Pourrait-on faire un plan social en accusant les salariés d'espionnage? Voilà une question qui pourrait passionner le Medef!



Papy Mouzeot 12/01/2011 02:08



Sacré Cyril, avec ton esprit subversif je me demande comment tu as fait pour ne pas organiser les conférences du Medef jusqu'à présent !


Tu vois la conspiration partout toi aussi... visiblement c'est aussi l'avis d'une grande partie des citoyens, et ta clairvoyance m'incite à me ranger du côté de ton avis.

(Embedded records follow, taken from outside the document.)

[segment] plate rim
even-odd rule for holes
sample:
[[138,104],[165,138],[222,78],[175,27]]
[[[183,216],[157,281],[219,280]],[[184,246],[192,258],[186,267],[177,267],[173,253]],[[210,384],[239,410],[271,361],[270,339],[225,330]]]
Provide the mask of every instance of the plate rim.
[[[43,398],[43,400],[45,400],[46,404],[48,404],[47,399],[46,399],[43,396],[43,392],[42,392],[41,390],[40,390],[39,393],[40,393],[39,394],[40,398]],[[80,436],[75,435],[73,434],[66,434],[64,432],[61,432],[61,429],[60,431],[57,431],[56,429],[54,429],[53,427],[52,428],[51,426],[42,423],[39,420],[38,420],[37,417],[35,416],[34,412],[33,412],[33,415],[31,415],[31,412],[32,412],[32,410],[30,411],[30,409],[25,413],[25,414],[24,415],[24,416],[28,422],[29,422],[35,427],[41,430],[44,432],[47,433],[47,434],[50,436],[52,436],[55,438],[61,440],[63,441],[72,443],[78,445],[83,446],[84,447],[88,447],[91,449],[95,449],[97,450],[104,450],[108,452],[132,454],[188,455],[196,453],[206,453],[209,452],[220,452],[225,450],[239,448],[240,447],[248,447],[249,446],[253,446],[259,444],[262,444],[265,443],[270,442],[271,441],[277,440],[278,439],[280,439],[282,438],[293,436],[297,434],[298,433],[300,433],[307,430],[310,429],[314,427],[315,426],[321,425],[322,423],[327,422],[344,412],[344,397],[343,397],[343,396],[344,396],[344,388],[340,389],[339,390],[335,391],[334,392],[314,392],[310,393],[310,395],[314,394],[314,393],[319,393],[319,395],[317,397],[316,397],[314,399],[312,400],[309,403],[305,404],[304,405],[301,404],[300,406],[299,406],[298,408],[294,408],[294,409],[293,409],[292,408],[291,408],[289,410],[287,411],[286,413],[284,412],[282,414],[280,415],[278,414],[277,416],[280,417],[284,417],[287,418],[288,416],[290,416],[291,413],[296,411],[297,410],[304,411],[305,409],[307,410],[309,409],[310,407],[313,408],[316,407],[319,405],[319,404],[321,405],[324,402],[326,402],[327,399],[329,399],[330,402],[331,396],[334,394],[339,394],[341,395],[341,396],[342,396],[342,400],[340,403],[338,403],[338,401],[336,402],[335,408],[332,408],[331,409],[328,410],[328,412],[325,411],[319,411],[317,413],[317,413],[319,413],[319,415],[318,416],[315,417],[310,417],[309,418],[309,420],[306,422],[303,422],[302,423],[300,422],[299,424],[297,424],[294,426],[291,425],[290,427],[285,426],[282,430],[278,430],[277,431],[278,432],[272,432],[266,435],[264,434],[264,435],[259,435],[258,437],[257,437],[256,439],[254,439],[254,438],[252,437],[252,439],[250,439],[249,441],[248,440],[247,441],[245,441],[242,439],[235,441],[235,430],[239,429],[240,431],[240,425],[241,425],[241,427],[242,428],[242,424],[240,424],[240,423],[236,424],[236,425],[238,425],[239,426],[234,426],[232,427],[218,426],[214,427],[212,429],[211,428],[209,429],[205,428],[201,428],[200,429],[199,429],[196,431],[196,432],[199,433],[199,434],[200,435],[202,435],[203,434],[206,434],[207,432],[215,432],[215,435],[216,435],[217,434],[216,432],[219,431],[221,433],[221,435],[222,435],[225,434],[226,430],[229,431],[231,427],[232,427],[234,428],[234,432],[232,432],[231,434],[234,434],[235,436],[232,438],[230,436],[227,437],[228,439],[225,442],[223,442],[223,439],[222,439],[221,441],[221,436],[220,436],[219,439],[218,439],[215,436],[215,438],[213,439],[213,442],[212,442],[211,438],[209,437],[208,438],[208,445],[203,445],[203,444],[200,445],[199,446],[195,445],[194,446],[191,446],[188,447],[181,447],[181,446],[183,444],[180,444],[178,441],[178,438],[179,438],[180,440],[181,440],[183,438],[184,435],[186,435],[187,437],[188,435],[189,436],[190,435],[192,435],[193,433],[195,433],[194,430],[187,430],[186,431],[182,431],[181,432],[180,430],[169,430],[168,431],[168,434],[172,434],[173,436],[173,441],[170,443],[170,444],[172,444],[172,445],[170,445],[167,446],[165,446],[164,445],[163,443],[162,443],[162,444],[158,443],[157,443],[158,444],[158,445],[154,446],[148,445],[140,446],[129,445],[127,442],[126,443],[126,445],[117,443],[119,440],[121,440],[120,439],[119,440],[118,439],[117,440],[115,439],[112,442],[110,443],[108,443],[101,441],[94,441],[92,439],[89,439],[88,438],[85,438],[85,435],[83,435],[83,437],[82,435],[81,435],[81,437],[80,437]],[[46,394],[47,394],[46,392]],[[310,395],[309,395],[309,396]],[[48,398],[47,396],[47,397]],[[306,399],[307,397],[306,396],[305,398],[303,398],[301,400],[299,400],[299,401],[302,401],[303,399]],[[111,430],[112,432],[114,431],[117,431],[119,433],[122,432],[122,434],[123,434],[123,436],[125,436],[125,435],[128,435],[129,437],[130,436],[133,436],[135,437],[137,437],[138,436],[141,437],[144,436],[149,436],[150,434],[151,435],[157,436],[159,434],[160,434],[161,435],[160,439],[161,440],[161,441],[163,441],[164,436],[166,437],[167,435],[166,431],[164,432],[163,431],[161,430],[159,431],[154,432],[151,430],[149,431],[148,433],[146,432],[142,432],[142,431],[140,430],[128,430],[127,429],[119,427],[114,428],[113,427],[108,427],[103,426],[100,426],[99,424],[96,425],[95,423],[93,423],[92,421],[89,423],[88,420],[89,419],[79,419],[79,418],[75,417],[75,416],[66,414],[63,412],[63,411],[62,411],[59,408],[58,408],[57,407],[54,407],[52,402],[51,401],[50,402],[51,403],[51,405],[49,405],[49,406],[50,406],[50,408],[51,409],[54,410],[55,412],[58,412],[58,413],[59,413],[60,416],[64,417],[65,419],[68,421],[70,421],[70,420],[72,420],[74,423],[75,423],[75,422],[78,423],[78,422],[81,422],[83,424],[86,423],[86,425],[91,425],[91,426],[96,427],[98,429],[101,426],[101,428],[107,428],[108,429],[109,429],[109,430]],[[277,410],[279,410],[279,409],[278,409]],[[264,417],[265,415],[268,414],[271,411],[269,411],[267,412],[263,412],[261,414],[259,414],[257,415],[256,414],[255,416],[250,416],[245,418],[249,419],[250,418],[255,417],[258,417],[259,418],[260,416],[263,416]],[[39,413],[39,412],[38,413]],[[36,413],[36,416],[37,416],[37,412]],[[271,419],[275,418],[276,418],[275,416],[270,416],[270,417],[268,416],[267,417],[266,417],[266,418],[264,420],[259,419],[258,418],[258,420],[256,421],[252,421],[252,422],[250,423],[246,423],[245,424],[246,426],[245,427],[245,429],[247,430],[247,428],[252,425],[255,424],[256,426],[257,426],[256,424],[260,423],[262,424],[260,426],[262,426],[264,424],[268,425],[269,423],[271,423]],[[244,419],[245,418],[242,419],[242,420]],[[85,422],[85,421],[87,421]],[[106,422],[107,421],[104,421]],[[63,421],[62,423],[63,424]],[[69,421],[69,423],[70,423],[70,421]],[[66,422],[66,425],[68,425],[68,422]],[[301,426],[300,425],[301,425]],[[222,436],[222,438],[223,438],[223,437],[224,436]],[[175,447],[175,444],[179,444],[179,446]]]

Notons au passage, que Carlos Ghosn est celui qui a supprimé les CDI chez Nissan... de là à faire de même pour défendre une volonté gouvernementale, il n'y a qu'un petit saut de Twingo.


 



TourtauxjRac 11/01/2011 19:28



Voir des salariés de chez Renault obéir piteusement aux ordres de leur direction, c'est du jamais ou du rarement vu dans cette entreprise qui fut un des bastions des luttes ouvrières en 68.



Papy Mouzeot 12/01/2011 01:56



Sauf qu'aujourd'hui il sont dirigés par Carlos Ghosn, le diable en personne !


Beaucoup pourraient être poussés au suicide s'ils ouvraient leur gueule.